At once she glanced back, but Amabilia slept on, not even stirring. Rosvita lifted the lid. The book.

Nested in a cowl of undyed linen, it lay on top of the rest of the chest's contents: a man's fine embroidered tunic and a woman's pale gold silk overdress
—a curious item for a churchman to carry with him—as well as two other books. But she did not have time to puzzle out their titles in the dim light afforded her by the lantern. At this moment, in this place, she could not afford to be curious. She lifted the book out and turned it so the lettering on the spine glinted in the lantern light:
The Book of Secrets.

Amabilia snorted and shifted in her sleep. Rosvita jerked back, startled. With a grimace, she wrapped the book in the linen cloth and thrust it under her pallet, then closed the chest and slipped a glove over her hand before she picked up the sprig of juniper and crammed it back into the keyhole.

Was it magic, hastily performed? She knew something of magic and of herbs but not enough to know if Father Hugh employed their power. God have mercy if he had.

Then she chastised herself for thinking such a thing of a good churchman like Hugh. He had proved himself, if not chaste, then at least a good adviser. He was learned and well-spoken.

And he had stolen a
Book of Secrets.

"No better a soul than mine," she murmured. She braced herself, legs bent, and grunted slightly as she picked up the chest and staggered outside. For some reason it seemed heavier now.

She replaced it in the wagon, brushed her hand over lock and wood to make sure there were no obvious signs of entry
—such as Brother Simplicus might think to look for— and then retreated back to her tent.

Of guards she saw none, but they would be set out along the perimeter. The camp lay silent, brushed by the noises that attend any forest at night: the sigh of wind through the trees, the chirping of crickets, the eerie hoot of an owl.
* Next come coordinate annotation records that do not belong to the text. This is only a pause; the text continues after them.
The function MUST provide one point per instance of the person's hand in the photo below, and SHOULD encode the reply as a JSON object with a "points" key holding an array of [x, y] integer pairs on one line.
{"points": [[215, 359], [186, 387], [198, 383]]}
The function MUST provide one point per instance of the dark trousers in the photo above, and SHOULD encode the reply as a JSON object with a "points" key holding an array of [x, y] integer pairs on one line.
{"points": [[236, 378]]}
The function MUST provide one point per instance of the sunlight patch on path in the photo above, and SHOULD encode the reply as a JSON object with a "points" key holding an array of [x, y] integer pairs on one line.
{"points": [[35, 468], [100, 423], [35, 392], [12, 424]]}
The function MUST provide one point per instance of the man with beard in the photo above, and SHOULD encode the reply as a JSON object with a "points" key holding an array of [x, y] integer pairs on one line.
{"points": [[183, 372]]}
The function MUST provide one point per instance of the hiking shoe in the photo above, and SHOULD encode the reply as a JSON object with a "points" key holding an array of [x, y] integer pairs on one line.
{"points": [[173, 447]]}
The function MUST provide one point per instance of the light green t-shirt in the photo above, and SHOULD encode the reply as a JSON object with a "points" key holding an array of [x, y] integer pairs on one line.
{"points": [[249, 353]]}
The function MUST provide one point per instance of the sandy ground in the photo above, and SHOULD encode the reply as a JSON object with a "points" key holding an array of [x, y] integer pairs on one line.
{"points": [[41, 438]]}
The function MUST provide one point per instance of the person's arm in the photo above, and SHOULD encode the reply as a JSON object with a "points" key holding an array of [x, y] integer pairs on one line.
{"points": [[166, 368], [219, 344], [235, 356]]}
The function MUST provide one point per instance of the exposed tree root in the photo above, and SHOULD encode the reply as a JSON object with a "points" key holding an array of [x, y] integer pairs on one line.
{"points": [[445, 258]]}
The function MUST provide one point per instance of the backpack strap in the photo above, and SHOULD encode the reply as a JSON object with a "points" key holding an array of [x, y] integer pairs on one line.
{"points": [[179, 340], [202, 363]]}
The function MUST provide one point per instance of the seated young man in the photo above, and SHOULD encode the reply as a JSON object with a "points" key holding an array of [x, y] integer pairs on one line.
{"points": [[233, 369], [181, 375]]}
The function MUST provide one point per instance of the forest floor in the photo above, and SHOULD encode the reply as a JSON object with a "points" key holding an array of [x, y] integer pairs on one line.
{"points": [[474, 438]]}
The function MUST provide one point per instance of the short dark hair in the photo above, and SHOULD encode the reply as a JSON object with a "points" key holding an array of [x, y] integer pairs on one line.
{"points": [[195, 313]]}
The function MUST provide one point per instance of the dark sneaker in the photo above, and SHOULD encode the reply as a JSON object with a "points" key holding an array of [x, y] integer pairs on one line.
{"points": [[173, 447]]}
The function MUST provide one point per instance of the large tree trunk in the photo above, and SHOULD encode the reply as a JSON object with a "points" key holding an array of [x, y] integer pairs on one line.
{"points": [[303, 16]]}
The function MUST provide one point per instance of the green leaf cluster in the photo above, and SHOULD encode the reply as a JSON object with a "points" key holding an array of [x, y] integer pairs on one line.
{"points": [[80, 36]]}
The moon alone witnessed her sin.

When Rosvita reentered the tent, Sister Amabilia blinked up at her and rubbed bleary eyes as if to clear them. "What are you about, Sister?"

"I am merely restless," said Rosvita. "And with a full bladder now emptied. Go back to sleep. We'll need our strength tomorrow."

Amabilia yawned, groped to find her walking staff laid on the ground beside her, and then, reassured by its presence, she went back to sleep.

Merely restless. Merely a liar.

Merely a thief.

She had spent more than half her life in the church and served faithfully and well, only to find herself now shaking in the shadow of a lantern, in a tent in the wilds of a forest night. Was it only her imagination or could she hear the howls of Eika and the screams of dying men on the wind that fluttered the tent flaps and twined round the tent poles?

"Sister Amabilia?" she whispered; but there was no reply.

She eased the book from under the pallet and opened it on the blanket, just where the light streamed with its honey glow. It was hard to see, especially with eyes no longer young and sharp as they once had been, but with her hands, leafing through the book, she discovered at once that the binding contained not one book but three, bound together. The third and last book was written in the infidel way, on paper, and in the language of the Jinna
—which she could not read. The second book, bound into the heart of the volume, was of such brittle papyrus that she hesitated to touch it for fear it would crumble under her fingers. It, too, was composed in a language she could not read, but in this case she did not even recognize the
letters.
"Hide this" was written in Arethousan at the top of the first page of the middle manuscript, and there seemed to be other glosses, also in Arethousan, but the ink was unreadable in this light.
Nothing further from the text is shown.